QUÉBEC CITY—Put it this way: If the behemoth National Football League was a cooperative, it would have a hard time cracking the top 50.
That gives you some insight into the global reach of cooperative businesses.
The 2016 World Cooperative Monitor was released in conjunction with the International Summit of Cooperatives, held Oct. 11-13 at the Québec City Convention Centre.
When the document was launched in 2012, the 300 largest cooperatives and mutual organizations in the world had annual revenues—called “turnover” in the report— of less than $2 trillion in U.S. dollars, said Charles Gould, director-general of the International Cooperative Alliance.
“This year, that is at $2.5 trillion. So that is incredible growth, year after year, for cooperatives. We think that sends a strong message,” Gould told the summit.
Included in that strong message are big numbers from electric cooperatives, which placed two members in the top 300.
Basin Electric Power Cooperative in Bismarck, North Dakota, was 215th, up 14 places from a year ago, with turnover of $2.25 billion. Oglethorpe Power Corp. in Tucker, Georgia, was 300th, with turnover of $1.41 billion.
Within the overall study, U.S. electric co-ops dominated the industry and utilities category with 11 in the top 20.
Behind Basin and Oglethorpe were Tri-State G&T Association, Westminster, Colorado, at $1.4 billion; Central Electric Power Cooperative Inc., Columbia, South Carolina, at $1.3 billion; and Great River Energy, Maple Grove, Minnesota, at $1.2 billion.
Those were just some of the 1,420 cooperatives across 52 countries with annual revenues of at least $100 million in U.S. dollars, according to the report.
From a global perspective, though, energy cooperatives are relatively small.
Topping all categories are the insurance and agricultural/food groups. Though they comprised less than half of the co-ops in the monitor, they constituted about 64 percent of all co-ops with revenues of $100 million or more.
The largest cooperative in the world is Group Crédit Agricole, a banking and financial services firm based in France, with more than $90 billion in annual revenue. It placed tenth a year ago.
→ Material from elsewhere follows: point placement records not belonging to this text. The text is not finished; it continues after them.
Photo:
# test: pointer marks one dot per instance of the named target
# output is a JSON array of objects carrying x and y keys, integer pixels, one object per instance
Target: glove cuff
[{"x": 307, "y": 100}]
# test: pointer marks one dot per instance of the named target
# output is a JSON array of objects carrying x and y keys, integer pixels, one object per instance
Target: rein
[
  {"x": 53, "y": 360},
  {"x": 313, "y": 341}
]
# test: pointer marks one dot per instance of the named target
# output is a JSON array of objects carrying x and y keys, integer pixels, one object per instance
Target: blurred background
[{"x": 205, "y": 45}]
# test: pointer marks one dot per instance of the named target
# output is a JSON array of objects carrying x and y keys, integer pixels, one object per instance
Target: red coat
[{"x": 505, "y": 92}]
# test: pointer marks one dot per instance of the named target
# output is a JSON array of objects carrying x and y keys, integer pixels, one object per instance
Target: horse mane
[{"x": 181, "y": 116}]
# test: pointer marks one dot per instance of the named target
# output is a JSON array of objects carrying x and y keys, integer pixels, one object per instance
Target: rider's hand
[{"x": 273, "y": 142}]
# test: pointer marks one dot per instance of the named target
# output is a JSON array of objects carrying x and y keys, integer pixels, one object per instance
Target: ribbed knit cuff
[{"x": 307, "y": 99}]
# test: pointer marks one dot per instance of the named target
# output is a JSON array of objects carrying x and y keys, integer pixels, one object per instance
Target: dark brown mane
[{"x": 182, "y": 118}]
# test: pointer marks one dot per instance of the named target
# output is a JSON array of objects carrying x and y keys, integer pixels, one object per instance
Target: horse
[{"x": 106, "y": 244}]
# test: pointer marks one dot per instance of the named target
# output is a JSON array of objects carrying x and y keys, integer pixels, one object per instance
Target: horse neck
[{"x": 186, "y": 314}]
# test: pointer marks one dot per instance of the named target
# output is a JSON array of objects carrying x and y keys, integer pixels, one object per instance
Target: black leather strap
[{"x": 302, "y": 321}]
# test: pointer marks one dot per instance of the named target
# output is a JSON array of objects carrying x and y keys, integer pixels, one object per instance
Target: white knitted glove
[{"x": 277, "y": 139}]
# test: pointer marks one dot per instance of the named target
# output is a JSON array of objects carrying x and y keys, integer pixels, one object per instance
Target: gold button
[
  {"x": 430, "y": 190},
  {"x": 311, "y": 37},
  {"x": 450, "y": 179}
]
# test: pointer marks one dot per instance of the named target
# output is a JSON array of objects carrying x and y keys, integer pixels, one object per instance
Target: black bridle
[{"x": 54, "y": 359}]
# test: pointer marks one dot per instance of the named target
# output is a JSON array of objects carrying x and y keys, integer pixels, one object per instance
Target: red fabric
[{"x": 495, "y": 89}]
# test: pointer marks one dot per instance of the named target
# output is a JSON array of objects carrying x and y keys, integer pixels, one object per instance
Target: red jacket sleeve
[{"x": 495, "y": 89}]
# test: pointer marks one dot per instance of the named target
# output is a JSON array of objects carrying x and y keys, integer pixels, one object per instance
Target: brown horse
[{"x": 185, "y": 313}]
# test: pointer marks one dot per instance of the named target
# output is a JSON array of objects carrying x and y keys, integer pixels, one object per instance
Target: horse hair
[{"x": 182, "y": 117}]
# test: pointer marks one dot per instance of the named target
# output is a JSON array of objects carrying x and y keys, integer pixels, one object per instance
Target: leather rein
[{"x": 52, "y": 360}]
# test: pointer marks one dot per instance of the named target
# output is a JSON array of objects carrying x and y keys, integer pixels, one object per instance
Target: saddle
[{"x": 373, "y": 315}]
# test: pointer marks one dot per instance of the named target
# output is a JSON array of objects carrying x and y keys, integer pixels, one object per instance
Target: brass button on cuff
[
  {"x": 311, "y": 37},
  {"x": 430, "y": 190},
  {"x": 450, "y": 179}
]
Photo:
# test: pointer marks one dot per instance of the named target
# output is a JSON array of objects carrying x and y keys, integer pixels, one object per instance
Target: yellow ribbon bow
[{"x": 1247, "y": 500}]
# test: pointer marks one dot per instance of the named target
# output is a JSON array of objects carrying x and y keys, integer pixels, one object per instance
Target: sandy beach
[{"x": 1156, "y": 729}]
Two other banking and financial services co-ops followed—BVR of Germany and Groupe BCPE of France.
NH Nonghyup, a Korean-based agriculture and food co-op, placed fourth, narrowly ahead of State Farm Insurance, the largest mutual insurance company in the world.
Oh, the NFL? As it features games in Europe and Mexico as part of a global outreach, it will make an estimated $13 billion in 2016.
The monitor’s data, which comes from 2014 totals, cut off at $13 billion for the top 50.
The fifth edition of the monitor is based on information submitted by 2,370 cooperatives from 63 countries. The International Cooperative Alliance produced the report in conjunction with the European Research Institute on Cooperative and Social Enterprises.
Steven Johnson is a staff writer at NRECA.